Tackling Potential Content Duplication Issues in Your WebStore

zach · October 29, 2015, 5:35pm

Also, if not running in Beta, then there is no way to counter duplicate content for these issues when using Nitrosell?

franclin_foping · October 29, 2015, 5:48pm

Hi @zach

As per our guidelines, before migrating a store to Beta, the retailer has to accept a disclaimer.

We currently have over 100 stores on Beta and as far as I can tell, they are all happy there.

Let us know your thoughts.
Franclin

andy · October 29, 2015, 11:45pm

Hi Zach,

We have been on the beta channel for a couple of years now without any major issues. We process 450 plus orders most days so it’s probably safe to assume we would know if there were any major bugs or flaws.

Hope that’s helpful.

regards.
Andy.

franclin_foping · October 30, 2015, 9:19am

Thanks for the testimony @andy

dustin · November 12, 2015, 7:15pm

Hi @franclin_foping,

Has there been any updates on this issue?
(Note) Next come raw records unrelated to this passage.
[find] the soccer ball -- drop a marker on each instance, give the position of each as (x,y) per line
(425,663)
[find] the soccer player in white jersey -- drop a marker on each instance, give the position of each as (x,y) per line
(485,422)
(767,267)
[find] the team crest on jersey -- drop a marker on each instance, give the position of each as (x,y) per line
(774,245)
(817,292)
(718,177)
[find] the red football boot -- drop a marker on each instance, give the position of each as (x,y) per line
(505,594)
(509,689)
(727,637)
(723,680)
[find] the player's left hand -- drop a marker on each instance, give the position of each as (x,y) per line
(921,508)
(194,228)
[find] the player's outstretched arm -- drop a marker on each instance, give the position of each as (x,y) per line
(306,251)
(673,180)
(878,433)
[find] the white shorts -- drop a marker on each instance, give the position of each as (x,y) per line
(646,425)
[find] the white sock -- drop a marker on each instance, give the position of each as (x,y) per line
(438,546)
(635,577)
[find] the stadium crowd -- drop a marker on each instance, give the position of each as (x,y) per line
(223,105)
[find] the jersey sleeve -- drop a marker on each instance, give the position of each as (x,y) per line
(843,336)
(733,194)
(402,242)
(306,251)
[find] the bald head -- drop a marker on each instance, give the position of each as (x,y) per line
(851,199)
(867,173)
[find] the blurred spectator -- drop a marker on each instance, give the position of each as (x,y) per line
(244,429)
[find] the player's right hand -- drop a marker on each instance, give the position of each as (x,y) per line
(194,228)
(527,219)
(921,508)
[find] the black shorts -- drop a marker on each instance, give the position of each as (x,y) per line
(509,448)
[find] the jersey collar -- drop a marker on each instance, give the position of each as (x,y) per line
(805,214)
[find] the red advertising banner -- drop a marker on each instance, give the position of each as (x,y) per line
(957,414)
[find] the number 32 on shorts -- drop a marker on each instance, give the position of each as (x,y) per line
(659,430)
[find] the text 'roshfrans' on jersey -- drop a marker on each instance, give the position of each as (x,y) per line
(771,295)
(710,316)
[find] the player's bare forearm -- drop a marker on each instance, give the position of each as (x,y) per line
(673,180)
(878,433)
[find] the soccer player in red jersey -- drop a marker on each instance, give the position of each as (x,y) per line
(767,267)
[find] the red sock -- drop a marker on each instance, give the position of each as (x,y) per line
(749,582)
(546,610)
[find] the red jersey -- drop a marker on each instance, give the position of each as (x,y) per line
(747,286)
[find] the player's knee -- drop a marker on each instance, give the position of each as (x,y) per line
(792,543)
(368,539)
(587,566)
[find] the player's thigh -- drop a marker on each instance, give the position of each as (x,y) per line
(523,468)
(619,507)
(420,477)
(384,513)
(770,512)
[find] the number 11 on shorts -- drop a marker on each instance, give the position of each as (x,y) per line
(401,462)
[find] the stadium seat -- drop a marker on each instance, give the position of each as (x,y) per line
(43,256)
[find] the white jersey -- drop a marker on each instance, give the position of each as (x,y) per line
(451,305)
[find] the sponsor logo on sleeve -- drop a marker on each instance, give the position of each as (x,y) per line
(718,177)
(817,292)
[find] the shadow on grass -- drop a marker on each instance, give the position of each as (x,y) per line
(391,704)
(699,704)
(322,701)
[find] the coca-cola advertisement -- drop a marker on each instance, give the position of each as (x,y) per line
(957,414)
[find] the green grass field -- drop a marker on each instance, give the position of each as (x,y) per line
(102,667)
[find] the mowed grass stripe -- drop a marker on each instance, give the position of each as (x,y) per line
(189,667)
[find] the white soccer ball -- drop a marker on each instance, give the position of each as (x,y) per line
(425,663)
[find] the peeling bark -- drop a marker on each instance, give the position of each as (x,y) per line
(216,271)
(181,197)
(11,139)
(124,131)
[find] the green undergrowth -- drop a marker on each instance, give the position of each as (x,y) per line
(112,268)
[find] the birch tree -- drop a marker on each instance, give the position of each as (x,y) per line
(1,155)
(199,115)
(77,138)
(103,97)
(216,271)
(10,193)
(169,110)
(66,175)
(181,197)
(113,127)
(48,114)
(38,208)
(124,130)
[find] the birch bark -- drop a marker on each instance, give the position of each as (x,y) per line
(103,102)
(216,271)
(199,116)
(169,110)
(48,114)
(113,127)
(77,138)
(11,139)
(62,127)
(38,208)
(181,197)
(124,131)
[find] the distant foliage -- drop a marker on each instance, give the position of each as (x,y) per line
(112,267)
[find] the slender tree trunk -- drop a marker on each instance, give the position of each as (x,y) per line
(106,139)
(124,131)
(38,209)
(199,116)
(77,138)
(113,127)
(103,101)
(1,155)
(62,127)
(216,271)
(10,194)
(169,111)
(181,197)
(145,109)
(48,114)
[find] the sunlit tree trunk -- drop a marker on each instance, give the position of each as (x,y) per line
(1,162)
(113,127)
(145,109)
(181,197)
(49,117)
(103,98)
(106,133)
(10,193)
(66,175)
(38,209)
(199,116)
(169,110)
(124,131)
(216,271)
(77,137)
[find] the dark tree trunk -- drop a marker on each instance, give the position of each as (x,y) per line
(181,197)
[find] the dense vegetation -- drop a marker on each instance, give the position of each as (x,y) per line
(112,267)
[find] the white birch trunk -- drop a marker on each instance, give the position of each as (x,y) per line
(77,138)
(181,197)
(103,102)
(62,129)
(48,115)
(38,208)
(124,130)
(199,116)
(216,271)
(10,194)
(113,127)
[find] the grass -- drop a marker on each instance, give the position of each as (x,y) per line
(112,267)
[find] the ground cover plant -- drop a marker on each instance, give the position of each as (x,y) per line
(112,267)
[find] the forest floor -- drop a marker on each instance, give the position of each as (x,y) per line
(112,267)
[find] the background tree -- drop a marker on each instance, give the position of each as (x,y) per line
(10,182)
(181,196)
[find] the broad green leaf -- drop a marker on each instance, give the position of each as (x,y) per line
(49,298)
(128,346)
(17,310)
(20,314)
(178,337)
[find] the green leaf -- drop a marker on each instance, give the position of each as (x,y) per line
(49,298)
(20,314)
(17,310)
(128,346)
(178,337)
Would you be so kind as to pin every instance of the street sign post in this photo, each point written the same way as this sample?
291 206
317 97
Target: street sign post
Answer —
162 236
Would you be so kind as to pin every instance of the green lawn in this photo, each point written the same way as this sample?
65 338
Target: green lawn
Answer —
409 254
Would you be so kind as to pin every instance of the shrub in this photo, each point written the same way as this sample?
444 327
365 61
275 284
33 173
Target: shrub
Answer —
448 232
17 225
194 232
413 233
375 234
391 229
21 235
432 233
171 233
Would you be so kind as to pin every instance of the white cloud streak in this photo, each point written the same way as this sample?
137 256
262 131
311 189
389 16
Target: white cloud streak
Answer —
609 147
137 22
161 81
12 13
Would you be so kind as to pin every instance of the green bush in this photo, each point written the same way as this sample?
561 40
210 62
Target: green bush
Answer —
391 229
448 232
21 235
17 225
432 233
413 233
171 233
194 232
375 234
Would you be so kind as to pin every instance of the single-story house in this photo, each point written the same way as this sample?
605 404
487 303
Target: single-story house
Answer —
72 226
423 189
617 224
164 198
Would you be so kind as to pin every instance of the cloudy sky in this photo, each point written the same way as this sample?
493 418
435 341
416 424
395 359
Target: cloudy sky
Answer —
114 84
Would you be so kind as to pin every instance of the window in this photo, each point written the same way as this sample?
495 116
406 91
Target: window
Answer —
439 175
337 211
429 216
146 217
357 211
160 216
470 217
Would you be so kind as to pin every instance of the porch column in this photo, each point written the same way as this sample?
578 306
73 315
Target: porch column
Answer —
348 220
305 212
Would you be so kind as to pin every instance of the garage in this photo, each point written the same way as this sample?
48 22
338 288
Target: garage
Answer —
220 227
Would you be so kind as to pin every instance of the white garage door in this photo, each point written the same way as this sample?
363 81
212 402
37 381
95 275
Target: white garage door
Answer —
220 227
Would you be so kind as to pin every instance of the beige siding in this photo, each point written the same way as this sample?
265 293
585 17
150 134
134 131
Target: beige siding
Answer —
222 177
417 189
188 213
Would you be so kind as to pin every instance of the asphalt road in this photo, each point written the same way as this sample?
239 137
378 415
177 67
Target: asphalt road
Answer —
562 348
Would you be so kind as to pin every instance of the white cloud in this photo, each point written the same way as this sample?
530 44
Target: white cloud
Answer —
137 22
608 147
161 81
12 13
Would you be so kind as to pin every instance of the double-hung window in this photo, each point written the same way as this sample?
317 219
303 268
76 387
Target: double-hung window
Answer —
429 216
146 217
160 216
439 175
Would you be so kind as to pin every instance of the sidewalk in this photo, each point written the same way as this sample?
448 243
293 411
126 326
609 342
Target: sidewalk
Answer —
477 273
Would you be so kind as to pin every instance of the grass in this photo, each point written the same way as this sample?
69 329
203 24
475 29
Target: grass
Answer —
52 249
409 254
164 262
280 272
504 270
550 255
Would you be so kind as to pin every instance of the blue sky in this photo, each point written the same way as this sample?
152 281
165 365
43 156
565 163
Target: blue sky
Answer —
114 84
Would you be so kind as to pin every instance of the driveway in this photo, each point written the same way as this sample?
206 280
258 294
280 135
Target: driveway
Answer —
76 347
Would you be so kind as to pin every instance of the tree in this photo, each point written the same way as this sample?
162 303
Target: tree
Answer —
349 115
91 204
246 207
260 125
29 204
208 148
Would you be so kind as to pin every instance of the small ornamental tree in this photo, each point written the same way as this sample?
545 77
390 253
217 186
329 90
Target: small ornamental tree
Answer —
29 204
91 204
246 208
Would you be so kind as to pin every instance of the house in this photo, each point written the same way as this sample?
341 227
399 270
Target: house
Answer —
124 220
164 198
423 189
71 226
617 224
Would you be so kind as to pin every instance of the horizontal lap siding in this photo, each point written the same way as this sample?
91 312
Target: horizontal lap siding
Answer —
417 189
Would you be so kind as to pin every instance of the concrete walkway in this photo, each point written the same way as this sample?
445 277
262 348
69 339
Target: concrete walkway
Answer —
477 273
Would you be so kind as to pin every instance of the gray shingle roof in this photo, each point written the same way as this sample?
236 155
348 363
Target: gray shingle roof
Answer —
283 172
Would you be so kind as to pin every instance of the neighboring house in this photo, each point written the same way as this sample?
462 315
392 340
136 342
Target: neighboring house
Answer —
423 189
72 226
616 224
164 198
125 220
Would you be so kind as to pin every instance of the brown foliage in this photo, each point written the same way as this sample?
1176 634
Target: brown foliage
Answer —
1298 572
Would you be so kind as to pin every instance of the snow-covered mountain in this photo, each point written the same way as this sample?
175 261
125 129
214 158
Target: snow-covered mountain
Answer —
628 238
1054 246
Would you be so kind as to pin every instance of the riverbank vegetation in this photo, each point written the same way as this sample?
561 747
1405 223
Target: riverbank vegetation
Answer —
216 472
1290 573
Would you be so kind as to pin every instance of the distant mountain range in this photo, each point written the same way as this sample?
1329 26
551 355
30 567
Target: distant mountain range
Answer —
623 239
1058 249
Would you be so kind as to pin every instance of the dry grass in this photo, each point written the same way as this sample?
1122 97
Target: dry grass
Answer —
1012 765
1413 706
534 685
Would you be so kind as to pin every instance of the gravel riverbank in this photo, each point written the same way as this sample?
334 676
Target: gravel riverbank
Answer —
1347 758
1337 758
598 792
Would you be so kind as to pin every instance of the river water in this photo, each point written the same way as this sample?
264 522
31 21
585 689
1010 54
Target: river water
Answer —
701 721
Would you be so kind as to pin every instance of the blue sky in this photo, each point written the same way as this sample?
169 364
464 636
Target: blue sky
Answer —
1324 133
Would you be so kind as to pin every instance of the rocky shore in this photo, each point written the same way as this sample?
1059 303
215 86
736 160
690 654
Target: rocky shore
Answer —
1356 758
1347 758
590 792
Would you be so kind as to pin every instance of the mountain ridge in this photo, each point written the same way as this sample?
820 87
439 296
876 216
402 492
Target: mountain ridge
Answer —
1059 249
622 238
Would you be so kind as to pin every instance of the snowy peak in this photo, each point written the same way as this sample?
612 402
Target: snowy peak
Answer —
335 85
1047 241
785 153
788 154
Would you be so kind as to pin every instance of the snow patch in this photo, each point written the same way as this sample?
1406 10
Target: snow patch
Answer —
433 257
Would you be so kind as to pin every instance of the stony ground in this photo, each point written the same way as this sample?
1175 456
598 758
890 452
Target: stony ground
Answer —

We are still seeing this when using the code provided:

When we should be seeing this:

As such we have a lot of duplicate content issues in Google Webmaster Tools.

Thanks,
Dustin

franclin_foping · November 16, 2015, 10:41am

Hi,

We have just released a fix for the issue surrounding the paginated links for legacy or version 0 URLs. Those URLs contain the word ‘store’ in them. Thanks to both @emma and @tylerkrys for reporting it to us.

Also @andy, we have also fixed the issue with extra parameters in the canonical URL, thanks for bringing it to our attention once more. I have also updated the necessary nitroscript tags to avail of this fix. It is now reflected in the original post.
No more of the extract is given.